Obtained solution for the stationary point $$\hat x_i = \dfrac{e^{a_i}}{\sum\limits_{j=1}^ne^{a_j}}$$ corresponds to the constraints.
The value is $$f\left(\hat x\right) = \sum\limits_{i=1}^n \dfrac{a_ie^{a_i}}{\sum\limits_{j=1}^ne^{a_j}} - \sum\limits_{i=1}^n\dfrac{e^{a_i}}{\sum\limits_{j=1}^ne^{a_j}}\log\dfrac{e^{a_i}}{\sum\limits_{j=1}^ne^{a_j}} = \sum\limits_{i=1}^n \dfrac{e^{a_i}}{\sum\limits_{j=1}^ne^{a_j}} \left(a_i - \log\dfrac{e^{a_i}}{\sum\limits_{j=1}^ne^{a_j}}\right)\\ = \sum\limits_{i=1}^n \dfrac{e^{a_i}}{\sum\limits_{j=1}^ne^{a_j}} \left(\log e^{a_i} - \log e^{a_i}+\log{\sum\limits_{j=1}^ne^{a_j}}\right) = \sum\limits_{i=1}^n\dfrac{e^{a_i}\log{\sum\limits_{j=1}^ne^{a_j}}}{\sum\limits_{j=1}^ne^{a_j}} = \log{\sum\limits_{j=1}^ne^{a_j}}.$$ The task in every border is similar, with some subset of $\{a_i\}$ instead the issue set $\{a_i\}.$ So the stationary points values in the borders contain some part of the issue sum terms.
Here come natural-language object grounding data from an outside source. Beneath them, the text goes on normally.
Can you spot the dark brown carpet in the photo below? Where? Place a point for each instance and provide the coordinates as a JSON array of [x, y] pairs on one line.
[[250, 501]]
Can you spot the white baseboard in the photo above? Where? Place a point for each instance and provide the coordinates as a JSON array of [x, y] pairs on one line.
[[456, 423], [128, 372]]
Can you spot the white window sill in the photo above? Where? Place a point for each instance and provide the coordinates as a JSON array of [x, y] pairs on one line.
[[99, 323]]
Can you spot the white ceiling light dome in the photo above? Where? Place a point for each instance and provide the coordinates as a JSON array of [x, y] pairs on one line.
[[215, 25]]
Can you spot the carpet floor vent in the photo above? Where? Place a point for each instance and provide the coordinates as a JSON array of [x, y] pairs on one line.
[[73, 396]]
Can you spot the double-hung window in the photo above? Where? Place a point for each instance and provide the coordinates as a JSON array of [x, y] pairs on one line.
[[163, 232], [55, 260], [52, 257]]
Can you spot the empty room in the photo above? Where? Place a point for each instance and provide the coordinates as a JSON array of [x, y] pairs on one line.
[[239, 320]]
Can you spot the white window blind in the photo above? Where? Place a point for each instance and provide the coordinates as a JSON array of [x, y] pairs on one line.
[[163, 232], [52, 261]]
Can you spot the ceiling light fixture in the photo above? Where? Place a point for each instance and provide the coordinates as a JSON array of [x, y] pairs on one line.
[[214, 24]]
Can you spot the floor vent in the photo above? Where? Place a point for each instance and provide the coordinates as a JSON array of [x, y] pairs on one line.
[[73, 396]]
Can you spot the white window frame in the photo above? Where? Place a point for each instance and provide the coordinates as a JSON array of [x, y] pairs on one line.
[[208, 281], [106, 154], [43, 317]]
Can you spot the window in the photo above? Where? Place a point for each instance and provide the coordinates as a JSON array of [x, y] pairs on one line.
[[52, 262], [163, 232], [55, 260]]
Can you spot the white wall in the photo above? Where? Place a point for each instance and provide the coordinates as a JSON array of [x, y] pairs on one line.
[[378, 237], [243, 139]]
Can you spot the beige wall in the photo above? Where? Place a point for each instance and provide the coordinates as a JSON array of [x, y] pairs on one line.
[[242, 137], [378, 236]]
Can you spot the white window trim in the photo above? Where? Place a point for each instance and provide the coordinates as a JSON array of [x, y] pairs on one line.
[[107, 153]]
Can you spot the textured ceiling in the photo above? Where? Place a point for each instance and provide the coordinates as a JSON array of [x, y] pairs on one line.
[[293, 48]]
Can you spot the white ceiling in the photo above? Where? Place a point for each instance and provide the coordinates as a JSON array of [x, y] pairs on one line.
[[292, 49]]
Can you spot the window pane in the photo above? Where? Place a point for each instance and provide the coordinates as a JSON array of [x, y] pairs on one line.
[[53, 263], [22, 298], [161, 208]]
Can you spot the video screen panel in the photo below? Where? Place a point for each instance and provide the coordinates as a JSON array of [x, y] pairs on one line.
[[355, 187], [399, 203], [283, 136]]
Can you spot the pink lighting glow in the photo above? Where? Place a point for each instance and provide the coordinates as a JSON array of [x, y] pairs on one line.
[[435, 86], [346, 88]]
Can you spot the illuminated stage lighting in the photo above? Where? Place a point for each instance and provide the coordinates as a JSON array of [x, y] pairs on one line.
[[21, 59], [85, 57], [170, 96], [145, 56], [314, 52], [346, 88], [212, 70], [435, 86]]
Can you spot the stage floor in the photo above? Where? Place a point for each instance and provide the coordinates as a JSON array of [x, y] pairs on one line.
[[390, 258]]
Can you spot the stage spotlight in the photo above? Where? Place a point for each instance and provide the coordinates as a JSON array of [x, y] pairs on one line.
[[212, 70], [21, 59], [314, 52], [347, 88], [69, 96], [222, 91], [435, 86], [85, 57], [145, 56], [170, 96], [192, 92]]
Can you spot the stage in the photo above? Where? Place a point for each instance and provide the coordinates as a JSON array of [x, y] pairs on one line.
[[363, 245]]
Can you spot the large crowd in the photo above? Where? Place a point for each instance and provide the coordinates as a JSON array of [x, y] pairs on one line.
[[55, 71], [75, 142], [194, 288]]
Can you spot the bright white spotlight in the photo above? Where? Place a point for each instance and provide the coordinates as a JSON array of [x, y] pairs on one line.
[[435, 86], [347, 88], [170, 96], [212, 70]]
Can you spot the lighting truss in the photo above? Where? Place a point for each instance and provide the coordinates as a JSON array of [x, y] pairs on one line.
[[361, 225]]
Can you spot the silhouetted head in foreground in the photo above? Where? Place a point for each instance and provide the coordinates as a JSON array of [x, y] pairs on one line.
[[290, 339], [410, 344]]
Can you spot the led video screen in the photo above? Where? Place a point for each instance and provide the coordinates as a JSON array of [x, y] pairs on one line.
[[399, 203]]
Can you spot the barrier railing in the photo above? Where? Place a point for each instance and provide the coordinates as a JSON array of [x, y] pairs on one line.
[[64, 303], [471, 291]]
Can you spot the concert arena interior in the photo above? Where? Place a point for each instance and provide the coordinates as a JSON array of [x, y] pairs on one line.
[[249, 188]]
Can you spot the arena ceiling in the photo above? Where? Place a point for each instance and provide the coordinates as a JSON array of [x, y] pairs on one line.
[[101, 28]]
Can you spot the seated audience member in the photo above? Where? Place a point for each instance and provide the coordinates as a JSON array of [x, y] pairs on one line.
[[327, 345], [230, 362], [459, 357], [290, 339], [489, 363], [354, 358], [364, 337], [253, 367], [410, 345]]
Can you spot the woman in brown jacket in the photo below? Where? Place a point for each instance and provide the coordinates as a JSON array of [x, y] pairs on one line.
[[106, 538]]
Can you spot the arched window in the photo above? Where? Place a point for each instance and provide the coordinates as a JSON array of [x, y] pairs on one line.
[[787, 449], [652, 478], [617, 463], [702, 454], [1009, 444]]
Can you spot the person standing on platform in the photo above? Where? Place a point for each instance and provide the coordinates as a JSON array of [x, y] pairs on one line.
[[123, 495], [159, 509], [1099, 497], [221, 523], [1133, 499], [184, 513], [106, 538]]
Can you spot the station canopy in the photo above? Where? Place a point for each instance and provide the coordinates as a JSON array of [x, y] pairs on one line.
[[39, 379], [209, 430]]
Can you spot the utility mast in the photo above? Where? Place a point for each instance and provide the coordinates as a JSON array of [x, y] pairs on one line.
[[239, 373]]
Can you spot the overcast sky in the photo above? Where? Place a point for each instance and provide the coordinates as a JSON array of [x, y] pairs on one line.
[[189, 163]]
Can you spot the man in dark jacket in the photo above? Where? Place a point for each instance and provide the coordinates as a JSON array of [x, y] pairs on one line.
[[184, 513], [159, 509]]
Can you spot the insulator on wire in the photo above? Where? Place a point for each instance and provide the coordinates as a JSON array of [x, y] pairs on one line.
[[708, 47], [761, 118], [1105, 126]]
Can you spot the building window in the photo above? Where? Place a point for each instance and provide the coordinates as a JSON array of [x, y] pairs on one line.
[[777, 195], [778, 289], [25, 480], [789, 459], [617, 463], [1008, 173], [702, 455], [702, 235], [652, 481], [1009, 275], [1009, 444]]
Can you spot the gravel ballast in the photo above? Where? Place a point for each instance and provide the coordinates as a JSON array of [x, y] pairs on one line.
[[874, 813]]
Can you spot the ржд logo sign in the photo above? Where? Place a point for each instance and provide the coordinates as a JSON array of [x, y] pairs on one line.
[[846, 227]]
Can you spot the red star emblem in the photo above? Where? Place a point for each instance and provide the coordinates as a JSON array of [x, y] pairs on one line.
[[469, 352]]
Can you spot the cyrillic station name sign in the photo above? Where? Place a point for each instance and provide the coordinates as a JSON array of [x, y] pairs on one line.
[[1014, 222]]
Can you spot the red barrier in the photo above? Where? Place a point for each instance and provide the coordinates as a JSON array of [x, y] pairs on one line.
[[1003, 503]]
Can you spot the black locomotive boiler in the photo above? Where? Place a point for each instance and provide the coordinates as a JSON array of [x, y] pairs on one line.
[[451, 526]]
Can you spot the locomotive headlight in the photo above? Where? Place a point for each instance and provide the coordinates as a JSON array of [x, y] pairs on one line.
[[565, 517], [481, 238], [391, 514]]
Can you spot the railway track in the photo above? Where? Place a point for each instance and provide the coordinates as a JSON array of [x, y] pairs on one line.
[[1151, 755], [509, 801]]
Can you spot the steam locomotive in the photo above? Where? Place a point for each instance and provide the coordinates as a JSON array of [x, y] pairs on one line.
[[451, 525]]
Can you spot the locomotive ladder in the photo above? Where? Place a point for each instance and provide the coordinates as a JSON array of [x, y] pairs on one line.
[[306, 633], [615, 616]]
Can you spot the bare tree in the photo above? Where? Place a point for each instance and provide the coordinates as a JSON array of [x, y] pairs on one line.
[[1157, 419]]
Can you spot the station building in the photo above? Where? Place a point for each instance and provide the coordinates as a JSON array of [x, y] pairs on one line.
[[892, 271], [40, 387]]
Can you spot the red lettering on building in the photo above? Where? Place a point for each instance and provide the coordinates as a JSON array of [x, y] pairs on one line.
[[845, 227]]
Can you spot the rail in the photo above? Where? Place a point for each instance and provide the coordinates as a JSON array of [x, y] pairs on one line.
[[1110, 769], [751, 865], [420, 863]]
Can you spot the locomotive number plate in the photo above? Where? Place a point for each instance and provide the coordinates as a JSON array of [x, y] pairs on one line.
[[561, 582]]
At this time, last level sums, every of which contains the single value $a_i,$ present $1D$ tasks with zeros on the edges and correspond with the maxima.
Since $\forall(i)e^{a_i}>0,$ the value $f\left(\hat x\right)$ is maximum.